Nikhom Thephakaysone will be arraigned today, Oct. 2 at 9 a.m. on three felony charges including the murder of Justin Valdez; they were both SF State students.
Valdez, the 20-year-old sophomore was fatally shot in the back of the head at about 9:50 p.m. Monday, Sept. 23, after getting off an eastbound M-Ocean View Muni train at Randolph and Bright Streets. San Francisco Police arrested Valdez’s alleged shooter, Thephakaysone, 30, the following day.
Police found no motive for the shooting.
“This has been a painful week for our University community,” President Leslie E. Wong said. “But we are a community known for our compassion and caring, and those values will be a source of strength to all of us during this time of mourning and healing.”
Thephakaysone was arrested at his Ocean View home where police discovered a cache of weapons including assault weapons, four knives and $20,000 in cash. He is being held without bail on three felony charges including murder, assault with a deadly weapon and possession of an illegal assault weapon, according to the San Francisco District Attorney’s office.
The defendant allegedly threatened two other people with his .45 caliber handgun the same night as the shooting. Bystanders saw him brandish the weapon outside a Thai restaurant earlier that evening.

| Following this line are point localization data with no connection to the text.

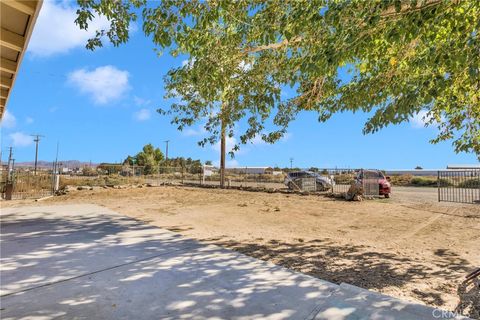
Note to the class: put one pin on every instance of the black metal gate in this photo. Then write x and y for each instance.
(459, 186)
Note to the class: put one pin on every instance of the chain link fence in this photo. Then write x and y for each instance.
(459, 186)
(24, 183)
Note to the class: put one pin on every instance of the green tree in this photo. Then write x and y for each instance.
(403, 58)
(149, 158)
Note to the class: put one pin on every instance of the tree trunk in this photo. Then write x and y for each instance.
(222, 155)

CBS SF Bay Area reported that Thephakaysone was caught on Muni surveillance revealing his weapon on the M-line train just before the shooting. None of the nearby passengers seemed to notice.

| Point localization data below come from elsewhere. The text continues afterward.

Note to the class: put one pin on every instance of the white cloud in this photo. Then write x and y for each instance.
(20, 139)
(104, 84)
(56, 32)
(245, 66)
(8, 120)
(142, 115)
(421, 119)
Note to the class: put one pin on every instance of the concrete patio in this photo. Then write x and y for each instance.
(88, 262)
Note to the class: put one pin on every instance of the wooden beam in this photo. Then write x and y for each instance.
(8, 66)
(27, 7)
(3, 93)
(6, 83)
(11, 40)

Thephakaysone transferred to SF State in 2008 as a full-time student majoring in dietetics, the same department that manages the Vista Room, according to University spokeswoman Ellen Griffin.
After a year he enrolled in classes as part of the Open University program — an option for people who aren’t pursuing degree programs — and has since, been an off-and-on again student at SF State.
President Leslie E. Wong said the University plans to increase the frequency and visibility of its ‘See something, Say something’ campaign, which was introduced after a bomb threat in the Creative Arts Building last semester. However, he did not elaborate on how.
Although the Valdez shooting didn’t take place on campus, SF State students have expressed a need for this increased sense of security.
“It reminds me that I need to be cautious and safe, even though it proves there’s some things you can’t avoid,” said Ryan Miller, 31, liberal studies major.
“It’s crazy, I didn’t know him personally, but it’s scary. You’re at this school and the school becomes apart of you, so it hits you personally pretty hard,” said SF State student Jamielyn Williams, 20. “It was a random incident, and that makes it even more scary, it could have happened to anyone.”
SF State junior Robyn Shigemitsu rode the same train as Valdez that Monday night. She watched Valdez get off the train and saw a man take aim and shoot.
Shigemitsu didn’t know Valdez personally, but she attended a candlelight vigil hosted by the University last week in conjunction with the vigils in Valdez’s hometown of Garden Grove.
“I don’t want to remember him as a boy who was shot late at night. I wanted to learn about a boy that brought light into people’s lives,” she said.
Valdez was a member of Eco Students, the student-run sustainability club on campus, as well a member of the men’s water polo team.